In the 1910s, Franz Völkl began producing boats, sleds, and horse-drawn carriages under his name. His son Georg took over in 1923, producing the company's first skis. In the early 1950s, under Georg's leadership, the company became a leading European ski manufacturer.

Jarden Action Sports at one time owned the Völkl and Marker brands. In 2007, Jarden acquired K2 and LINE. Jarden was acquired by Newell in 2016. Newell sold Völkl and K2 to Kohlberg & Company in 2017, leading to the creation of Elevate Outdoor Collective.

Völkl produced snowboards from 1997 until 2017.

Current or recent Völkl ski racers include Katharina Truppe, Markus Salcher, Adriana Jelinkova, Harry Laidlaw, Istok Rodes, Leona Popovic, Sam Maes, Sebastian Holzmann, Stefano Gross, Reece Howden, and Stefan Luitz.

=== Tennis ===
Völkl tennis racquets were first produced in the early 1970s.
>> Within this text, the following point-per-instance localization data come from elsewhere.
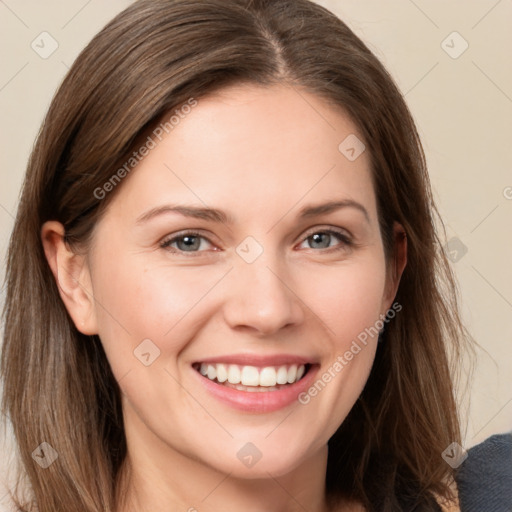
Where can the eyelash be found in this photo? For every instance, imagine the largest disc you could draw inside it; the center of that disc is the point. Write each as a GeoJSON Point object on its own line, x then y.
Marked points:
{"type": "Point", "coordinates": [346, 241]}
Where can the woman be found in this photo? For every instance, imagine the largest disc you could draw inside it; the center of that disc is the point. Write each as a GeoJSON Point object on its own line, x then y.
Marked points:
{"type": "Point", "coordinates": [224, 287]}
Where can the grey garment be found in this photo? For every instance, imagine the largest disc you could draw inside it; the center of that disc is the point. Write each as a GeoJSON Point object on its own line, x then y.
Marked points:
{"type": "Point", "coordinates": [484, 479]}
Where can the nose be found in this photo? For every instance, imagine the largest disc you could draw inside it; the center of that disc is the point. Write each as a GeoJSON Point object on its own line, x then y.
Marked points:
{"type": "Point", "coordinates": [261, 298]}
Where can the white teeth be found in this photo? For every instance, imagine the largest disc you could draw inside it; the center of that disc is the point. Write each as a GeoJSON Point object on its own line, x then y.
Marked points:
{"type": "Point", "coordinates": [233, 374]}
{"type": "Point", "coordinates": [292, 374]}
{"type": "Point", "coordinates": [282, 375]}
{"type": "Point", "coordinates": [222, 373]}
{"type": "Point", "coordinates": [268, 377]}
{"type": "Point", "coordinates": [250, 376]}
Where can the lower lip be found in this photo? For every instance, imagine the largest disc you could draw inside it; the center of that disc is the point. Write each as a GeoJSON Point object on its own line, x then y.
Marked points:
{"type": "Point", "coordinates": [259, 401]}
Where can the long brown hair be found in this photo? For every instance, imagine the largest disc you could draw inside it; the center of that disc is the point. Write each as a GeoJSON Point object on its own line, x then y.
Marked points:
{"type": "Point", "coordinates": [152, 58]}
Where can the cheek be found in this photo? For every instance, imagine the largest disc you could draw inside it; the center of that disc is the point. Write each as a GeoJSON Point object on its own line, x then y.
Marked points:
{"type": "Point", "coordinates": [137, 301]}
{"type": "Point", "coordinates": [348, 299]}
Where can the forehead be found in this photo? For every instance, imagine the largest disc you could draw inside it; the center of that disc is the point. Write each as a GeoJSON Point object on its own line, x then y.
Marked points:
{"type": "Point", "coordinates": [251, 148]}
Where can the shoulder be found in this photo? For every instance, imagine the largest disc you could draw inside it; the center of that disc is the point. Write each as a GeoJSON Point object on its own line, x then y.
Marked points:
{"type": "Point", "coordinates": [484, 479]}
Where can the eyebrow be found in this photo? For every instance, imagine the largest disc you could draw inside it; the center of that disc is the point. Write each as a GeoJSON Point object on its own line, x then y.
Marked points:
{"type": "Point", "coordinates": [215, 215]}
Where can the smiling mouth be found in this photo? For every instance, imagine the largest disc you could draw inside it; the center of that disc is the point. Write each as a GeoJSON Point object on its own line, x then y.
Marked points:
{"type": "Point", "coordinates": [252, 378]}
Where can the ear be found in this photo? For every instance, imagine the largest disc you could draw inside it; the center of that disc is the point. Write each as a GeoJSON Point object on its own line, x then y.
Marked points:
{"type": "Point", "coordinates": [397, 265]}
{"type": "Point", "coordinates": [72, 276]}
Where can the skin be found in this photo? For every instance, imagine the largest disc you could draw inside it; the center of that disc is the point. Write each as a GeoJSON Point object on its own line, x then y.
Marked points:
{"type": "Point", "coordinates": [260, 155]}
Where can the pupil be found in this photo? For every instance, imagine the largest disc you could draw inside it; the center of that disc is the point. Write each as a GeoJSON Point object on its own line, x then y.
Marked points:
{"type": "Point", "coordinates": [189, 242]}
{"type": "Point", "coordinates": [321, 239]}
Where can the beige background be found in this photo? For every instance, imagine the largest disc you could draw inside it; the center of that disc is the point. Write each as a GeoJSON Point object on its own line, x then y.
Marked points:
{"type": "Point", "coordinates": [462, 105]}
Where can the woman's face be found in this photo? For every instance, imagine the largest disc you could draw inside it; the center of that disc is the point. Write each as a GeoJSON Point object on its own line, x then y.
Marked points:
{"type": "Point", "coordinates": [224, 245]}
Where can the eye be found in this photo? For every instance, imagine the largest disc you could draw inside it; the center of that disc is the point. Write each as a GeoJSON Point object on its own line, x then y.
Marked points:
{"type": "Point", "coordinates": [186, 242]}
{"type": "Point", "coordinates": [326, 239]}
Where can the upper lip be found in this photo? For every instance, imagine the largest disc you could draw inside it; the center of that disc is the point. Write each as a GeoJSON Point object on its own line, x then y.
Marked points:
{"type": "Point", "coordinates": [259, 360]}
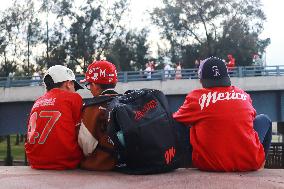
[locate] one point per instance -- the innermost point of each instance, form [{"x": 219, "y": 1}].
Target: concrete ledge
[
  {"x": 169, "y": 87},
  {"x": 24, "y": 177}
]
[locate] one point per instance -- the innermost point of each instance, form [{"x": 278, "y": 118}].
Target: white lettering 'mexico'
[{"x": 206, "y": 99}]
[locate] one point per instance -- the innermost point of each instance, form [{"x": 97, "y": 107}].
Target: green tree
[{"x": 129, "y": 52}]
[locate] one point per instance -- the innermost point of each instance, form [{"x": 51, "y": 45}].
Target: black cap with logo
[{"x": 213, "y": 72}]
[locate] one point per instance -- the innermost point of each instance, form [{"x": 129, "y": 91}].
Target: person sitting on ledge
[
  {"x": 54, "y": 123},
  {"x": 225, "y": 134}
]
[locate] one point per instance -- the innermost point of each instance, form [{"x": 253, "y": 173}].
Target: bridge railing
[{"x": 129, "y": 76}]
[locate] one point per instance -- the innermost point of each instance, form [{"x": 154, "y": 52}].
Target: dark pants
[{"x": 263, "y": 126}]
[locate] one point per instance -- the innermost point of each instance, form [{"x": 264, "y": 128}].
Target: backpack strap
[{"x": 105, "y": 149}]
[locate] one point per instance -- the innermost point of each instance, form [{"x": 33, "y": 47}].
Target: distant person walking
[{"x": 178, "y": 71}]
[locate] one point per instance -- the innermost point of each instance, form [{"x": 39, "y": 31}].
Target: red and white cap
[{"x": 101, "y": 72}]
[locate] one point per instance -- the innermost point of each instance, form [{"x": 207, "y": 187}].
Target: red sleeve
[{"x": 77, "y": 104}]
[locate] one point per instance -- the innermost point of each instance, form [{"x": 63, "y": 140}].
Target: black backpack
[{"x": 142, "y": 129}]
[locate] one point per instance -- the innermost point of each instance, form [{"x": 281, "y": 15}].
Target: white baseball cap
[{"x": 60, "y": 73}]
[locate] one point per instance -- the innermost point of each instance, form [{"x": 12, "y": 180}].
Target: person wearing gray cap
[{"x": 225, "y": 132}]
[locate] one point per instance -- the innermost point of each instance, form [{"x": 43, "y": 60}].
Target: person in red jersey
[
  {"x": 98, "y": 148},
  {"x": 225, "y": 134},
  {"x": 53, "y": 123}
]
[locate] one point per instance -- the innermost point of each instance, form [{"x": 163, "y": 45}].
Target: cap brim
[
  {"x": 224, "y": 82},
  {"x": 77, "y": 86}
]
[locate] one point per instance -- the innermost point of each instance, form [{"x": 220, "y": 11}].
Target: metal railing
[{"x": 129, "y": 76}]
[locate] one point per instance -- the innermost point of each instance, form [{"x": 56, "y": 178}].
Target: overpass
[
  {"x": 266, "y": 90},
  {"x": 267, "y": 93}
]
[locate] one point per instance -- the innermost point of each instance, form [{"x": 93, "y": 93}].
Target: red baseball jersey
[
  {"x": 222, "y": 134},
  {"x": 52, "y": 131}
]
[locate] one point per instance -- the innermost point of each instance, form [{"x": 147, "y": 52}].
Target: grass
[{"x": 18, "y": 151}]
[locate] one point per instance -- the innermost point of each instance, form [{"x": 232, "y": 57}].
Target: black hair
[
  {"x": 49, "y": 83},
  {"x": 107, "y": 86}
]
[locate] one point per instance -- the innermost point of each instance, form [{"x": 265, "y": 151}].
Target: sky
[{"x": 273, "y": 27}]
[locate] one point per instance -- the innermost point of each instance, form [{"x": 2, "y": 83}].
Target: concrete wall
[{"x": 169, "y": 87}]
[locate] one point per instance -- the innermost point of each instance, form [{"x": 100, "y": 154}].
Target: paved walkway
[{"x": 24, "y": 178}]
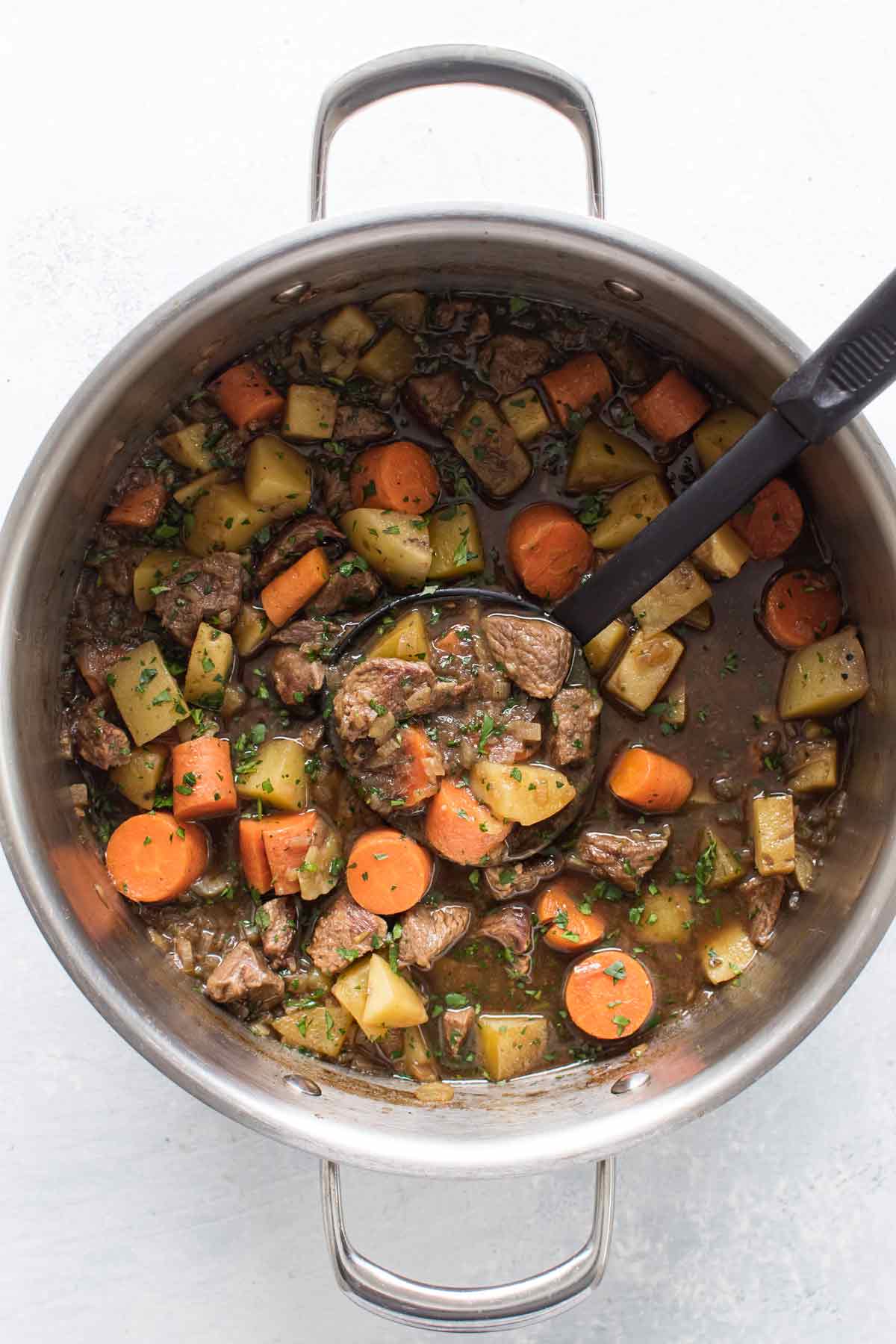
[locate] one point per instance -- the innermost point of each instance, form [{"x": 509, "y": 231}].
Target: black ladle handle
[{"x": 825, "y": 393}]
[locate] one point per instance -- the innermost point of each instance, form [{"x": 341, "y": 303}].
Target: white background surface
[{"x": 144, "y": 146}]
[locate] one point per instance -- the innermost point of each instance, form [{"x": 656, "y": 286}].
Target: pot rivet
[
  {"x": 620, "y": 289},
  {"x": 302, "y": 1085},
  {"x": 629, "y": 1083},
  {"x": 297, "y": 290}
]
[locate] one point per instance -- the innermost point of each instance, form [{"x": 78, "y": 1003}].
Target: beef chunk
[
  {"x": 280, "y": 930},
  {"x": 574, "y": 712},
  {"x": 210, "y": 591},
  {"x": 508, "y": 361},
  {"x": 361, "y": 425},
  {"x": 296, "y": 675},
  {"x": 99, "y": 741},
  {"x": 435, "y": 398},
  {"x": 297, "y": 538},
  {"x": 535, "y": 653},
  {"x": 520, "y": 880},
  {"x": 761, "y": 902},
  {"x": 622, "y": 859},
  {"x": 379, "y": 692},
  {"x": 245, "y": 977},
  {"x": 428, "y": 932},
  {"x": 344, "y": 927},
  {"x": 349, "y": 585}
]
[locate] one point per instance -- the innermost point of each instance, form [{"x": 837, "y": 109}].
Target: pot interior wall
[{"x": 532, "y": 1122}]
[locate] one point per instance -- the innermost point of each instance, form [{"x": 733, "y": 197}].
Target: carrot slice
[
  {"x": 140, "y": 507},
  {"x": 246, "y": 396},
  {"x": 399, "y": 476},
  {"x": 576, "y": 383},
  {"x": 253, "y": 856},
  {"x": 649, "y": 781},
  {"x": 568, "y": 927},
  {"x": 550, "y": 550},
  {"x": 296, "y": 586},
  {"x": 460, "y": 827},
  {"x": 155, "y": 858},
  {"x": 671, "y": 408},
  {"x": 801, "y": 606},
  {"x": 388, "y": 871},
  {"x": 203, "y": 780},
  {"x": 771, "y": 522},
  {"x": 287, "y": 840},
  {"x": 609, "y": 995}
]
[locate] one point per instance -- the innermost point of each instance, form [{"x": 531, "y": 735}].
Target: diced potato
[
  {"x": 311, "y": 413},
  {"x": 188, "y": 494},
  {"x": 147, "y": 695},
  {"x": 457, "y": 544},
  {"x": 601, "y": 651},
  {"x": 723, "y": 554},
  {"x": 605, "y": 458},
  {"x": 672, "y": 598},
  {"x": 406, "y": 307},
  {"x": 526, "y": 414},
  {"x": 719, "y": 432},
  {"x": 252, "y": 629},
  {"x": 390, "y": 359},
  {"x": 727, "y": 866},
  {"x": 668, "y": 915},
  {"x": 524, "y": 793},
  {"x": 724, "y": 952},
  {"x": 140, "y": 776},
  {"x": 323, "y": 1030},
  {"x": 153, "y": 571},
  {"x": 629, "y": 511},
  {"x": 509, "y": 1045},
  {"x": 408, "y": 638},
  {"x": 211, "y": 659},
  {"x": 187, "y": 448},
  {"x": 773, "y": 833},
  {"x": 818, "y": 773},
  {"x": 644, "y": 670},
  {"x": 225, "y": 519},
  {"x": 277, "y": 776},
  {"x": 277, "y": 476},
  {"x": 489, "y": 448},
  {"x": 394, "y": 544},
  {"x": 824, "y": 678}
]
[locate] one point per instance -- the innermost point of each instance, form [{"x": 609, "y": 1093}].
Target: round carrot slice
[
  {"x": 771, "y": 522},
  {"x": 609, "y": 995},
  {"x": 801, "y": 606},
  {"x": 388, "y": 871},
  {"x": 571, "y": 924},
  {"x": 155, "y": 858},
  {"x": 550, "y": 550}
]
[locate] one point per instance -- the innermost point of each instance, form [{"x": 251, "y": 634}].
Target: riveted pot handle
[
  {"x": 467, "y": 1310},
  {"x": 420, "y": 67}
]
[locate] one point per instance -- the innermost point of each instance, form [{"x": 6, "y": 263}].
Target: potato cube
[
  {"x": 629, "y": 511},
  {"x": 773, "y": 833},
  {"x": 311, "y": 413},
  {"x": 644, "y": 670},
  {"x": 824, "y": 678},
  {"x": 147, "y": 695},
  {"x": 672, "y": 598},
  {"x": 509, "y": 1045},
  {"x": 603, "y": 458},
  {"x": 526, "y": 414}
]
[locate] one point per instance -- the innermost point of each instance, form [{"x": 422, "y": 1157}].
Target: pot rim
[{"x": 374, "y": 1144}]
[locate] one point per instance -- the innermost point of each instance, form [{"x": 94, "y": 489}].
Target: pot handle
[
  {"x": 418, "y": 67},
  {"x": 467, "y": 1310}
]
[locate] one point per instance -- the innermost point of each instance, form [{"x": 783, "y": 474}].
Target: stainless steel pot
[{"x": 532, "y": 1124}]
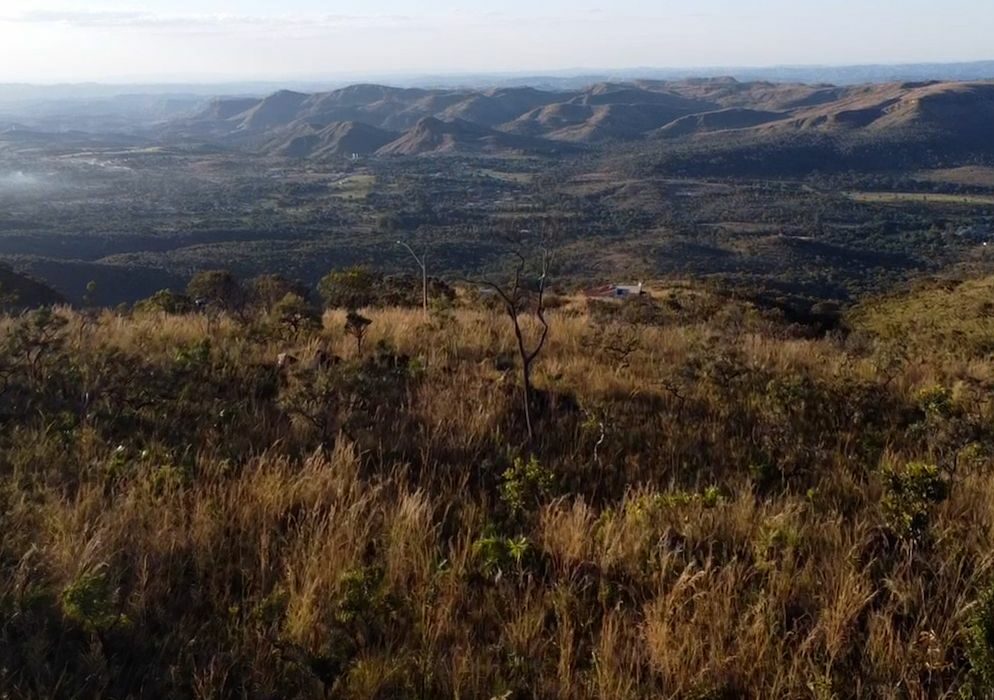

Their Zebra racquet was one of the first to be made of composite materials, rather than wood. Their racquets have been used by players such as Boris Becker, John McEnroe, Michael Stich, Sergi Bruguera, Petr Korda, Jana Novotna, Stefanie Vögele, Liezel Huber, and Laura Siegemund.

Since 1994, the company's signature model has been the V1 Classic.